Wisdom teeth, also known as third molars, typically grow and develop between the ages of 17 and 25. They can sometimes harbor harmful oral bacteria, which can cause gum disease, decay, infections, pain, crowding, misalignment and damage to otherwise healthy teeth. Studies have shown that even fully erupted wisdom teeth can cause unhealthy bacteria and periodontal conditions to develop. By proactively removing wisdom teeth during this initial period of development, Dr. Imanuel Babayev can prevent complications and help encourage healthy oral habits.
An impacted tooth is one that is blocked from erupting. Impacted wisdom teeth that are blocked from coming in properly:
• May instead come in at an angle, pushing against the molars and causing overcrowding.
• May not erupt fully, remaining instead either partially or fully below the gum line.
• May cause bacteria to become trapped beneath the gum and lead to infection and gum disease.
Wisdom teeth extraction in Norwalk, Connecticut, is generally used by our oral surgeon as an effective means of preventing crowding of the teeth, impaction of wisdom teeth, swollen or painful gums caused by a partially erupted wisdom tooth, gum disease and tooth decay. Call Oral & Maxillofacial Surgery of Fairfield County at 203-489-0980 today to learn more about this service or schedule a visit to our office.
FREQUENTLY ASKED QUESTIONS ABOUT WISDOM TEETH
- WHEN SHOULD WISDOM TEETH BE REMOVED?
During the patient’s teenage years is the best time to have your wisdom teeth removed. Having the procedure done at this time will mean that the roots of the teeth will not have had time to grow. This will mean the patient needs less time for recovery, the technical aspects of the surgery will be easier and there is a lower risk of complications.
- SHOULD I REMOVE MY WISDOM TEETH IF THEY ARE NOT BOTHERING ME?
Yes. Wisdom teeth do not have a beneficial function, and they can cause issues with your oral health. They are located in the very back of your jaw, which means they are difficult for you to brush or floss. This means that these teeth will be more likely to get cavities or an infection. They can also cause orthodontic issues as they grow. Patients who wait until a later age to have their wisdom teeth removed will end up undergoing a more difficult surgery and a longer recovery time. We believe that you should always have your wisdom teeth removed, even if they come in straight and aren’t bothering you.
- HOW LONG DOES RECOVERY TAKE?
Recovery time varies from person to person. When a patient is a teenager, recovery can take less than a week. But if they wait until their roots are full formed and have grown into the jawbone then their recovery time may be greatly increased. Our estimations for recovery times are less than a week if they are under 20-years-old; one to two weeks if the patient is in their early to late twenties; and it may take more than two weeks if the patient is in their late twenties or thirties.
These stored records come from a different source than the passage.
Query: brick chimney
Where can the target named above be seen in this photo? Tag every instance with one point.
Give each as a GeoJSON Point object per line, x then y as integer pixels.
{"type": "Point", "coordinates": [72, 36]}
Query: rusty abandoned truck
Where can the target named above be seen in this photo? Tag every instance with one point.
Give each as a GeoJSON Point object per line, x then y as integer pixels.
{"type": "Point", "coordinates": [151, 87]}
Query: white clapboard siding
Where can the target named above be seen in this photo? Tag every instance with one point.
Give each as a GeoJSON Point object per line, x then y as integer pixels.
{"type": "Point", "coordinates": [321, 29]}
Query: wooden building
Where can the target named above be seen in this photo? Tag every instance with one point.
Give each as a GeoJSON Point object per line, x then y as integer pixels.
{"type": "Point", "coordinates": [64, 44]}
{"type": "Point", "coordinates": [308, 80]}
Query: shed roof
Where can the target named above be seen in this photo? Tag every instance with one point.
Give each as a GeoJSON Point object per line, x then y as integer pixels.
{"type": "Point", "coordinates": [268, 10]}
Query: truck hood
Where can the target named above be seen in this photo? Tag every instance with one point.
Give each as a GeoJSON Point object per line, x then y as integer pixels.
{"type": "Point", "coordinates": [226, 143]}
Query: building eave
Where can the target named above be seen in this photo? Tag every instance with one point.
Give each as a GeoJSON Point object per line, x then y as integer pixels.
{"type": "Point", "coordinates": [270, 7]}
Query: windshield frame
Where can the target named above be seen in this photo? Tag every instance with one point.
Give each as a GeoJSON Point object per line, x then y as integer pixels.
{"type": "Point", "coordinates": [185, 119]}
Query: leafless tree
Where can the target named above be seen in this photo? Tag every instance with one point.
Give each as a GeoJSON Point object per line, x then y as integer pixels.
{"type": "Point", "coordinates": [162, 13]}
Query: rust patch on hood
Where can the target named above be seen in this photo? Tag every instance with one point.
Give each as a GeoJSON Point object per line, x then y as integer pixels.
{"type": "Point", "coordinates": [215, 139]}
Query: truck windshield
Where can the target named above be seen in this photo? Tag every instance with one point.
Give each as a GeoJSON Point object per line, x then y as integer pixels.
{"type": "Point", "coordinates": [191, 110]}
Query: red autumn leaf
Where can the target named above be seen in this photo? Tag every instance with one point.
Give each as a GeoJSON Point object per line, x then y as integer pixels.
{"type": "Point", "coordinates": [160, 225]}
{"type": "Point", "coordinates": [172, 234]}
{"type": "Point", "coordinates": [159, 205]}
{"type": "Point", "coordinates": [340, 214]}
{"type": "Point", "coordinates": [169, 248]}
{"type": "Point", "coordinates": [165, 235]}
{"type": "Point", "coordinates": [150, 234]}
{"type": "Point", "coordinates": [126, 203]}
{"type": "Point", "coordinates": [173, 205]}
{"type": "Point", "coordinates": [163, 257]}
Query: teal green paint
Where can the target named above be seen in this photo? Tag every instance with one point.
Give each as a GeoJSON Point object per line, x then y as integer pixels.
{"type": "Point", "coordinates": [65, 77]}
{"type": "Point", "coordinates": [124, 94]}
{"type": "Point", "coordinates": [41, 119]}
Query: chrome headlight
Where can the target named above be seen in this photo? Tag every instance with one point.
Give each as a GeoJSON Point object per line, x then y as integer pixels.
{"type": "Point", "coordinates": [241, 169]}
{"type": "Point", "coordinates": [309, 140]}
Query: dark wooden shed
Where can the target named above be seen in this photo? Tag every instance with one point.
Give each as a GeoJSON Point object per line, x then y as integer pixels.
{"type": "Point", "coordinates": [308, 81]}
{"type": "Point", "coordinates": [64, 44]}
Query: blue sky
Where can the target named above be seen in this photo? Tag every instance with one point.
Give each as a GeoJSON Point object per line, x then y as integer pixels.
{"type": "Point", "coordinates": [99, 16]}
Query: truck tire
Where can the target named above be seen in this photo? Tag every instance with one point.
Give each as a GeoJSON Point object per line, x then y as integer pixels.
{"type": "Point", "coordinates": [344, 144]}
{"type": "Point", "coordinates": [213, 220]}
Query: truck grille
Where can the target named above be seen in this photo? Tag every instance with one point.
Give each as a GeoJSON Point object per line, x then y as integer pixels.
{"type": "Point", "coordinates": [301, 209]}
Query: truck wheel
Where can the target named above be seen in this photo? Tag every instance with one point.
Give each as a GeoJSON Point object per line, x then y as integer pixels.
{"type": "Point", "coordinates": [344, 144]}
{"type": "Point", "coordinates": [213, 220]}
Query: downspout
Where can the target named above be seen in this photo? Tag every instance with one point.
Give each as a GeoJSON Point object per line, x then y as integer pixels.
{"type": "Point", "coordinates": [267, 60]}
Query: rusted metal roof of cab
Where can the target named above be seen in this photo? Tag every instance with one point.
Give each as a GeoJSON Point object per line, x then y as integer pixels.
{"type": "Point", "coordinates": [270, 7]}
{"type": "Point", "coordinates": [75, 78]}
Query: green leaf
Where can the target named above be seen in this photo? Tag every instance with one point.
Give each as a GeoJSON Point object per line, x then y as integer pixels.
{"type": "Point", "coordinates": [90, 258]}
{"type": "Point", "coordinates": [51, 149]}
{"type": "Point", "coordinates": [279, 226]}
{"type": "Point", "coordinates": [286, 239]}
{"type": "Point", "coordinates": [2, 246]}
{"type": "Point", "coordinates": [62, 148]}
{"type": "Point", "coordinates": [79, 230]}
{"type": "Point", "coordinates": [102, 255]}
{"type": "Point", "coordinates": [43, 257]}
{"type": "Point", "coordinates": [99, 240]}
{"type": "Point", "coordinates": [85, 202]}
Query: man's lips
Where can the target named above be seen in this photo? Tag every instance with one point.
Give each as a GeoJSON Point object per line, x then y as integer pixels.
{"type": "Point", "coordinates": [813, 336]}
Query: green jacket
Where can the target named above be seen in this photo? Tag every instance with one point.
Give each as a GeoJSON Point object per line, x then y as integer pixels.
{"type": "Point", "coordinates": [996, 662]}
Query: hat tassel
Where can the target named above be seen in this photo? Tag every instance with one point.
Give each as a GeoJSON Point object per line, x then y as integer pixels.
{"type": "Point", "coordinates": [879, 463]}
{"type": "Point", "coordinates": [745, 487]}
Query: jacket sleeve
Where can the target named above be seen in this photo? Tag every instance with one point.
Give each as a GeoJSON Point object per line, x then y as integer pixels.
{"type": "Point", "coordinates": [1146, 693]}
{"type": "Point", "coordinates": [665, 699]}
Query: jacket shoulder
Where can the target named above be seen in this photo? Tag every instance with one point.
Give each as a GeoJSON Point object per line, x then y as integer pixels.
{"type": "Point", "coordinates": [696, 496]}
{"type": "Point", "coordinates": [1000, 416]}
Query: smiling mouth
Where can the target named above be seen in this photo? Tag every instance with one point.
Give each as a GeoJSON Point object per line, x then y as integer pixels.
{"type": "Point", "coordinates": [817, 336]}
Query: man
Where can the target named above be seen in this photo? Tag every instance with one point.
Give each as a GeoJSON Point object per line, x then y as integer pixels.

- WILL I NEED PAIN MEDICATION? WHAT KIND?
There are two types of medications that our oral surgeon may prescribe after you have had surgery. Prescription-strength ibuprofen is the first medicine. It can provide some minor pain relief without the side effects of stronger medicines. If ibuprofen is not enough to manage your pain then you may be prescribed the second type of medication, which is a stronger narcotic, either Vicodin or Percocet. These stronger narcotics can have a plethora of unwanted side effect, and so they should only be used when absolutely necessary.
- CAN I RECEIVE ANESTHESIA FOR MY PROCEDURE?
Yes. There is no medical reason that makes anesthesia unsafe for use in wisdom teeth removal, and so we highly recommend this option to help our patients be comfortable during this procedure. We can help reduce patient anxiety by ensuring that you are asleep and comfortable during your surgery. It is very likely that you will not remember any part of the surgery when you wake up.
- CAN MORE THAN ONE WISDOM TOOTH BE REMOVED AT A TIME?
How many teeth can be removed at a time is determined on a case by case basis. When the patient is younger, we often will recommend removal of all four with the same procedure. When the patients are older and the procedure is more difficult, then we may recommend that we only remove the teeth on one side of the mouth at a time. For example, we would remove the upper and lower wisdom teeth on the left side, and then, after that side has finished healing, we will remove the upper and lower teeth on the right side of the mouth.